Now, imagine if something goes wrong. Say there has been a cyberattack that caused a system failure. With DORA, financial institutions must have a solid plan in place to notify authorities and lock down their systems. They need robust mechanisms in place to handle and manage these ICT-related incidents and to report them promptly. This means if a system gets hacked or a data breach occurs, they have to quickly inform the relevant agencies that the act dictates and let affected clients know of any possible breaches. Then, they need to follow up with detailed reports about what happened and how they fixed the issue. Therefore, incident reporting means transparency and accountability even in cases of mistakes or unfortunate events.
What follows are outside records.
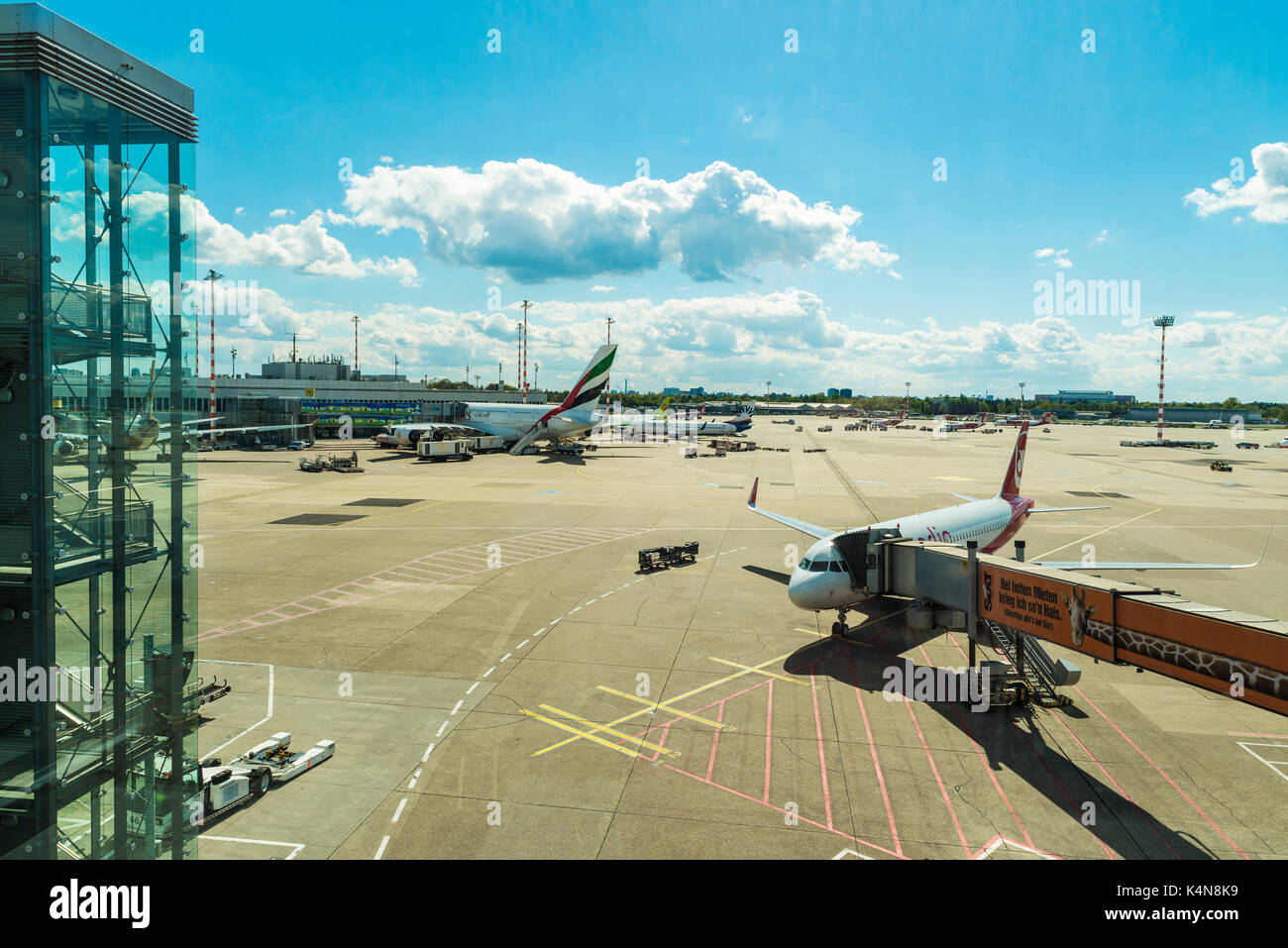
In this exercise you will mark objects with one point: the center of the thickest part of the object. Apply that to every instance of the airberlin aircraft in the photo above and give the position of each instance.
(820, 581)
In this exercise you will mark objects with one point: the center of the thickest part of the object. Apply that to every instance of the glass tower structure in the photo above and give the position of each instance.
(98, 548)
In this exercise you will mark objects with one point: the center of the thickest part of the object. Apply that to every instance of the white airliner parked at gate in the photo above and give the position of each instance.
(635, 427)
(522, 424)
(820, 581)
Everyone affected must know exactly what happened and what’s being done about it.

Third-Party Risk Management

Using third-party ICT providers, especially in something as delicate as finances, can sometimes feel like handing your house keys to someone else. To manage this risk, DORA mandates that financial entities force these third parties to adhere to stringent security standards. If providers fail to meet these requirements, or worse, refuse to, there are serious consequences and hefty fines. This part of DORA makes sure everyone involved in the financial services supply chain—from the big banks to the software companies they use—keeps things tight and secure.

Digital Operational Resilience Testing

Regular testing under DORA is a bit like running fire drills or simulated disaster preparations. Financial institutions must carry out comprehensive checks, such as vulnerability assessments and scenario-based tests, to see how their systems would handle different disaster scenarios. For example, the test could create a mock ransomware attack that could lock the entire institution’s systems.
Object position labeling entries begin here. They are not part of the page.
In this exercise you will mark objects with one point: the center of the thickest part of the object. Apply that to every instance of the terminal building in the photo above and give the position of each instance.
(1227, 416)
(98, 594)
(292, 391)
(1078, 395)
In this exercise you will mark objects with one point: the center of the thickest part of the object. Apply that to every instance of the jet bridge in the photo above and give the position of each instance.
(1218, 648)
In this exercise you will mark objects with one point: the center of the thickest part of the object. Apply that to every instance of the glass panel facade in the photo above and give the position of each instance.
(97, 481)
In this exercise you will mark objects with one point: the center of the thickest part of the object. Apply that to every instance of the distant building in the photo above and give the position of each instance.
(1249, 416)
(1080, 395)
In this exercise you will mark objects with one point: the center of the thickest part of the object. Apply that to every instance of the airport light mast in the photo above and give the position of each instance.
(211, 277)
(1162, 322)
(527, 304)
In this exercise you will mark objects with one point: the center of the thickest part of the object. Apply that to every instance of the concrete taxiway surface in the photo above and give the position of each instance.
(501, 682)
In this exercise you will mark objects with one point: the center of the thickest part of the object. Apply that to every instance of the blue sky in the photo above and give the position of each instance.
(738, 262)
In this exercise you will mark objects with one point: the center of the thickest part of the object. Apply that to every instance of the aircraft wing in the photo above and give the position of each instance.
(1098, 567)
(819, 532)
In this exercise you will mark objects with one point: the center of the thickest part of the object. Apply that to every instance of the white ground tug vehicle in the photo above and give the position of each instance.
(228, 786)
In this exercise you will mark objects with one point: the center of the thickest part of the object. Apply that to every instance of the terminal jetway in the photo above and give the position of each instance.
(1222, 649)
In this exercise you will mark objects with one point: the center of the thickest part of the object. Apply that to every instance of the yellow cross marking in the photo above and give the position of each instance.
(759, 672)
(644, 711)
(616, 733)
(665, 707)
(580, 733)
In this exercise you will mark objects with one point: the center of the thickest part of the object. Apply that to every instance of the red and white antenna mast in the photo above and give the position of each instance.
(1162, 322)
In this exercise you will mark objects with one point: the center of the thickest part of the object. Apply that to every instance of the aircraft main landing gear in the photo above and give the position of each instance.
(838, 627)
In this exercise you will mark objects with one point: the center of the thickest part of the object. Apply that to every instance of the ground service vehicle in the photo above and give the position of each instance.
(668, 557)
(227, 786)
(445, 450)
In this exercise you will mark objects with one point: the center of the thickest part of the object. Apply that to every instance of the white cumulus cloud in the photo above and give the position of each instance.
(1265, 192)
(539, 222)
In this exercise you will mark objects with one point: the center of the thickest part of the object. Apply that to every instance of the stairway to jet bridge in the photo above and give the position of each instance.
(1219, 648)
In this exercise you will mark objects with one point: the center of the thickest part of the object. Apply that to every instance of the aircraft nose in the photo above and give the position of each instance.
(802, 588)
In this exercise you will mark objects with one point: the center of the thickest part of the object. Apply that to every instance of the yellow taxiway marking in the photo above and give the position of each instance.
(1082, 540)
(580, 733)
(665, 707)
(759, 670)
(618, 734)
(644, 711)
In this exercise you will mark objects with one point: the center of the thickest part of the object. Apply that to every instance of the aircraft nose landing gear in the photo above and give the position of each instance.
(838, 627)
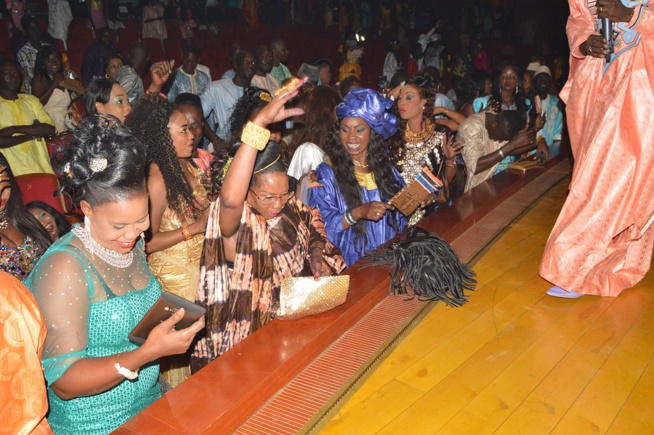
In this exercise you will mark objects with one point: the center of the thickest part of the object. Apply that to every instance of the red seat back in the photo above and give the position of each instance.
(40, 187)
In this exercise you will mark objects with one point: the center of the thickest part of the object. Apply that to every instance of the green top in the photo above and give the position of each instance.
(90, 307)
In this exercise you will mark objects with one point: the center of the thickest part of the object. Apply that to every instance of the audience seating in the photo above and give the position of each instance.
(233, 387)
(41, 187)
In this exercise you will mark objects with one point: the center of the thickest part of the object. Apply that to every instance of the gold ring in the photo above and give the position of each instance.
(288, 87)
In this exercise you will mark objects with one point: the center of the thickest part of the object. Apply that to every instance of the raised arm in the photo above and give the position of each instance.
(65, 301)
(237, 180)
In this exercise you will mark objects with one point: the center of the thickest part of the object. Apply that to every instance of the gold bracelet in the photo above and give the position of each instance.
(186, 233)
(255, 136)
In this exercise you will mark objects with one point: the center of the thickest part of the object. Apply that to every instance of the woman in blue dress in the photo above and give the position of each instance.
(94, 285)
(358, 180)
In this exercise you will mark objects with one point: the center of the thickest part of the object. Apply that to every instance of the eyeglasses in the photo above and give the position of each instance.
(271, 199)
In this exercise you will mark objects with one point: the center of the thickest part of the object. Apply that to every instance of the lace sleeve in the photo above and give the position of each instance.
(63, 289)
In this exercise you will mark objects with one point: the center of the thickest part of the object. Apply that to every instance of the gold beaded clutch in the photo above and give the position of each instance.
(416, 192)
(305, 296)
(524, 166)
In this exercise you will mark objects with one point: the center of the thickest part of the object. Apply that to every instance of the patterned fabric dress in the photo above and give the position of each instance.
(242, 299)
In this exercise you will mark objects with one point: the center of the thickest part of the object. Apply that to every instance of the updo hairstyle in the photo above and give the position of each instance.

They also need to perform advanced threat-led penetration tests, which are akin to hiring someone to play burglar to test how effective your security system is. You may know the experts in the field of penetration testing as ethical (or white-hat) hackers. They are the ones who help at this stage. When organizations perform these tests, they employ these ethical hackers to check that their systems aren’t just theoretically secure but can stand up to real-world challenges.

Information Sharing

Lastly, while it’s not a must-do, DORA strongly encourages financial institutions to share information about cyber threats. Think of it as neighbors keeping each other informed about suspicious activities in the area. By sharing knowledge on potential threats, everyone can beef up their defenses, leading to a stronger, more resilient community against cyber threats. Collaboration between different organizations and at different levels aims to boost overall security, making it tougher for cyber bad actors to succeed.

Compliance and Penalties

There is a January 2025 deadline by which all financial institutions within the EU must align with DORA’s standards. The deadline may seem far off, but it is fast approaching, and failing to meet it can have serious consequences. If a company doesn’t step up to meet these requirements, they’re not just looking at a slap on the wrist. They might have to face hefty fines, and for those critical ICT providers, these aren’t just one-time fees; they could become daily fines until they set their systems straight and comply with the standards.
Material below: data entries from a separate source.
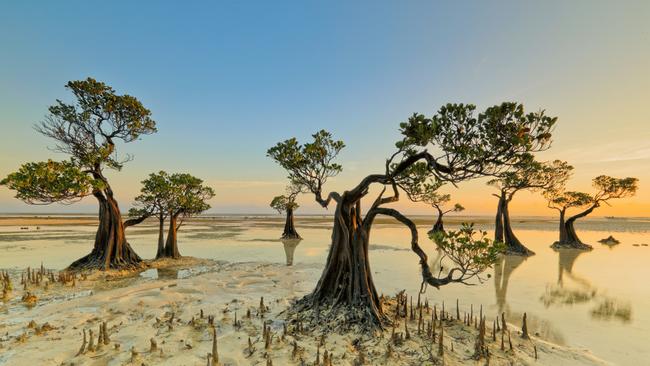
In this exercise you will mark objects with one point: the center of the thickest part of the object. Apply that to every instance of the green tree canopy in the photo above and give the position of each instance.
(154, 196)
(188, 195)
(50, 181)
(607, 188)
(287, 201)
(533, 175)
(309, 165)
(86, 130)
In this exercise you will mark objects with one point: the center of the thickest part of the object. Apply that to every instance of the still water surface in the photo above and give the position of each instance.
(598, 300)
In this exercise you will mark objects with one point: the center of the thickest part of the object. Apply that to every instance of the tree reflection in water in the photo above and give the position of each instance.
(289, 249)
(503, 270)
(580, 290)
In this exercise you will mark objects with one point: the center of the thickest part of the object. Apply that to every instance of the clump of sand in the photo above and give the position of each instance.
(172, 321)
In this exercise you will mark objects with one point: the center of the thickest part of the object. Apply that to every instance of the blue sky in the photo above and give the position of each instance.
(226, 80)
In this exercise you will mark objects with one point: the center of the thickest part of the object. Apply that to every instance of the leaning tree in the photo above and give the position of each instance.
(427, 192)
(527, 175)
(287, 204)
(153, 201)
(188, 197)
(88, 130)
(608, 188)
(453, 145)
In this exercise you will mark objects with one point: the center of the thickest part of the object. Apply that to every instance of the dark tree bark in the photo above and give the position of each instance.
(568, 236)
(438, 227)
(498, 222)
(111, 250)
(289, 228)
(171, 245)
(160, 253)
(289, 249)
(503, 230)
(347, 280)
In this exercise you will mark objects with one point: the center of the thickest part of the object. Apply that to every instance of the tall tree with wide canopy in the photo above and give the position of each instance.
(188, 197)
(466, 146)
(153, 201)
(527, 175)
(87, 130)
(608, 188)
(287, 204)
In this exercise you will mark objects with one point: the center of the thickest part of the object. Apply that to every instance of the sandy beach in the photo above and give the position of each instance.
(172, 304)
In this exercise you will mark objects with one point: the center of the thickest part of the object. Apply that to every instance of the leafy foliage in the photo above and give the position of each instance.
(86, 130)
(470, 145)
(188, 195)
(154, 196)
(172, 195)
(50, 181)
(533, 175)
(471, 251)
(311, 164)
(608, 188)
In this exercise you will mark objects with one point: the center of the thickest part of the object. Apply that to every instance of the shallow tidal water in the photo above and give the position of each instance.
(597, 300)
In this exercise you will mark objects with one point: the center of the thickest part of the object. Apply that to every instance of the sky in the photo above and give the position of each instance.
(225, 80)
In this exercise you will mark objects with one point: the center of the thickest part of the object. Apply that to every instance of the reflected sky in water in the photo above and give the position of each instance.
(597, 300)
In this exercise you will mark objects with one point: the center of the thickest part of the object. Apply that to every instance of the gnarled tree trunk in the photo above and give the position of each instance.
(438, 227)
(568, 236)
(160, 252)
(111, 250)
(503, 230)
(171, 245)
(289, 228)
(346, 281)
(498, 222)
(289, 249)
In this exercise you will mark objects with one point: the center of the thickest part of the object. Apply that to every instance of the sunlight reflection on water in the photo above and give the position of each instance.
(590, 300)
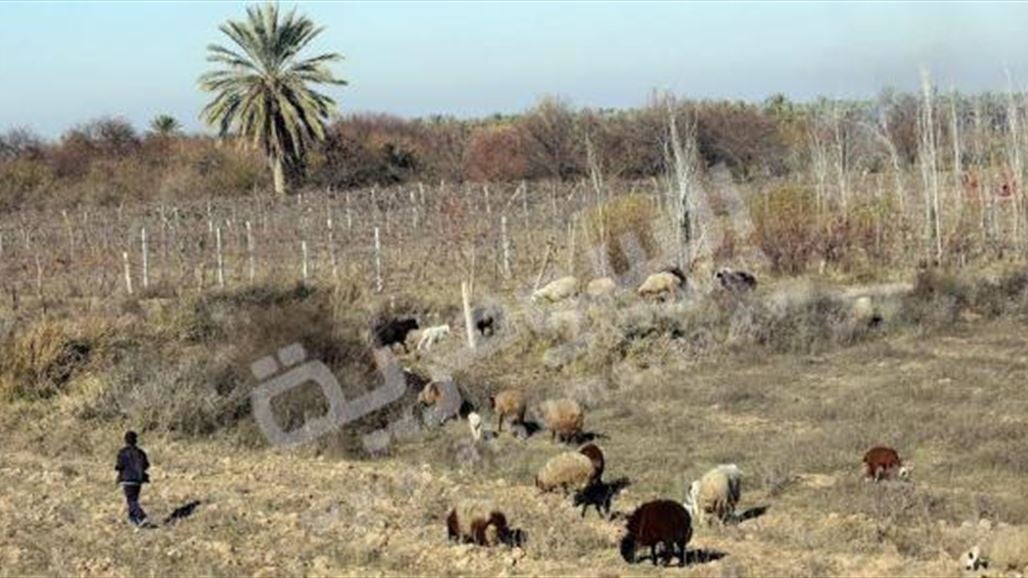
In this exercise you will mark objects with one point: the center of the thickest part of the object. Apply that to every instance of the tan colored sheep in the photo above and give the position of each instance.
(714, 496)
(563, 417)
(558, 290)
(600, 287)
(508, 403)
(662, 284)
(1005, 552)
(478, 521)
(571, 471)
The Digital Operational Resilience Act (DORA) Everything You Need to Know 2

More Rules for Good Reasons

DORA is radically transformative in how the financial sector of the European Union member states handles digital security. It effectively means overhauling an old, patchy security system within the financial IT with something that meets or exceeds the modern threats. By setting up a single rule book for everyone, DORA simplifies what used to be a confusing patchwork of national regulations. Now, everyone knows exactly what the standards are, which helps in creating a cohesive network of security.

More than just rules, though, DORA focuses on making these institutions strong on the inside. Through solid risk management, rigorous incident reporting, careful watch over third-party providers, and regular tough-as-nails testing, DORA aims to fortify the EU financial sector.